WASHINGTON — If it’s Friday ... Ron DeSantis makes a pair of stops in Iowa, hitting Davenport and Des Moines, per NBC’s Dasha Burns and Kailani Koenig. ... Trump, who travels to the Hawkeye State on Monday, sees his support among Iowa Republicans decline in new Des Moines Register/Mediacom poll. ... Trump also gets told he can testify before a Manhattan grand jury in hush-money probe … Senate Minority Leader Mitch McConnell remains in the hospital and is being treated for a concussion after tripping. ... And the U.S. economy adds 311,000 jobs in February, with unemployment rate now at 3.6%.
But first: In the past week alone, Donald Trump has called to bring criminal charges against members of the House Jan. 6 committee.
“GREAT JOB BY TUCKER CARLSON TONIGHT. The Unselect Committee of political Hacks & Thugs has been totally discredited. They knowingly refused to show the Videos that mattered. They should be tried for Fraud and Treason...”
He’s demanded that those jailed and convicted from their roles in Jan. 6 be freed.
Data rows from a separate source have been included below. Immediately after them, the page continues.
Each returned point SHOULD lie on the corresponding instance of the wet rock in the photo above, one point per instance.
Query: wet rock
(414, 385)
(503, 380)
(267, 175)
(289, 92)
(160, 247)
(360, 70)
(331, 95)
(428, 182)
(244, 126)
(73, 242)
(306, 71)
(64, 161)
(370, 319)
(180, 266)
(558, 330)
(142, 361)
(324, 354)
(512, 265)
“LET THE JANUARY 6 PRISONERS GO. THEY WERE CONVICTED, OR ARE AWAITING TRIAL, BASED ON A GIANT LIE, A RADICAL LEFT CON JOB. THANK YOU TO TUCKER CARLSON AND SPEAKER OF THE HOUSE KEVIN McCARTHY FOR WHAT YOU BOTH HAVE DONE. NEW VIDEO FOOTAGE IS IRREFUTABLE!!!”
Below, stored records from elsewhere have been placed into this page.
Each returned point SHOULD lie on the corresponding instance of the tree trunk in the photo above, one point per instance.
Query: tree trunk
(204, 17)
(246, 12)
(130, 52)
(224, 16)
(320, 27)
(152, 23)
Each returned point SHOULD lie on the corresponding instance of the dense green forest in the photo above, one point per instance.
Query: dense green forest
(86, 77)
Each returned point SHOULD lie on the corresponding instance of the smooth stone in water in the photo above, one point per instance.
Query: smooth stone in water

And, yes, he’s continued the lie that he lost the 2020 election due to fraud.
“How does Rupert Murdoch say there was no election fraud when 2000 Mules shows, on government tape, that there were millions of “stuffed ballots,” & Elon Musk released the FBI/Twitter Files, where pollsters say that the silencing of information made a 17% difference in the Vote…”
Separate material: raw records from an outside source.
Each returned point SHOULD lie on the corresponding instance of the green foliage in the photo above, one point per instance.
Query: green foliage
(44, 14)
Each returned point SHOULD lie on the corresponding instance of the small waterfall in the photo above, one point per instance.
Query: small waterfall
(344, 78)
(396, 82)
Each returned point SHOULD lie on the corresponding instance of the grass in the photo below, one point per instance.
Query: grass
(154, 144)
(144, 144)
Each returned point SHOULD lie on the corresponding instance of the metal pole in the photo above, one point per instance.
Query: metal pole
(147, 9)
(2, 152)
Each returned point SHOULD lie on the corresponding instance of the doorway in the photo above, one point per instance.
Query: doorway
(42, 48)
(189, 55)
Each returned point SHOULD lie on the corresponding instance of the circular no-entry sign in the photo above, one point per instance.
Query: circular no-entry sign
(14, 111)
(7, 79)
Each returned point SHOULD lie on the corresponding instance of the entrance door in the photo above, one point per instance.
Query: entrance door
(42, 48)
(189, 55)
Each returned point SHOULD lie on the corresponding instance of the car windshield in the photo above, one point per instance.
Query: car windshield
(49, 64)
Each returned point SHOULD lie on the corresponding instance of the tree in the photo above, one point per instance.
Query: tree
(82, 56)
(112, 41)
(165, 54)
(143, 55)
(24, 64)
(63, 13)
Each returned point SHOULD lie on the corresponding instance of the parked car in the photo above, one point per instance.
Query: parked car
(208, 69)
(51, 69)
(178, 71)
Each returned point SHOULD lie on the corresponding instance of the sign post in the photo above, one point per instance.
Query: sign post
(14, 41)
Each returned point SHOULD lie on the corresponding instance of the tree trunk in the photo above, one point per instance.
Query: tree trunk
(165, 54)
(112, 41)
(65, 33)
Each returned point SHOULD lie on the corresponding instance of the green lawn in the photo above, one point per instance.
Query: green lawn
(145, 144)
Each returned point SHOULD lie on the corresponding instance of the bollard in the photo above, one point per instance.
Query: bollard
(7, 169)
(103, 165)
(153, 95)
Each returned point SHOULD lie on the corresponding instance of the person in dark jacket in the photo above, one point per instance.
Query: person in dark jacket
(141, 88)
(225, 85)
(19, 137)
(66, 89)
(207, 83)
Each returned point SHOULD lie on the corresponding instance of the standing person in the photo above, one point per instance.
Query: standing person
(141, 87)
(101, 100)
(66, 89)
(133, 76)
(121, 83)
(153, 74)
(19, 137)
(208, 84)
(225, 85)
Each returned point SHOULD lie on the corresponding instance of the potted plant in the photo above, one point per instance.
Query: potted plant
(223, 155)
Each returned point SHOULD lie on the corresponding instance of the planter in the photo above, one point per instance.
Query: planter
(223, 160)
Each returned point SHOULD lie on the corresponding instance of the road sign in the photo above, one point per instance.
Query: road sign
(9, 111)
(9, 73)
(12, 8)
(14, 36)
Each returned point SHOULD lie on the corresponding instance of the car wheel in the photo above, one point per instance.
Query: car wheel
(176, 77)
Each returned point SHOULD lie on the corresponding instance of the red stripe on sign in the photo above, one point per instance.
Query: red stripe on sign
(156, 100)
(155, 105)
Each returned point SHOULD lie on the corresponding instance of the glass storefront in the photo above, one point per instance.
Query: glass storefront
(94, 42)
These aren’t the rants of an Internet troll. Or just the musings of an ex-president.
They’re social media posts coming from the man who is the co-frontrunner in the early 2024 race for the GOP nomination, and who would have — at least — a puncher’s chance of winning the White House again if he’s the GOP presidential nominee.
(It’s also not only the social-media posts. On the policy-announcement front, Trump has said that any hospital that does gender-affirming care for minors won’t meet federal health and safety standards for Medicaid and Medicare, and he’s proposed creating a new credentialing body “to certify teachers who embrace patriotic values.”)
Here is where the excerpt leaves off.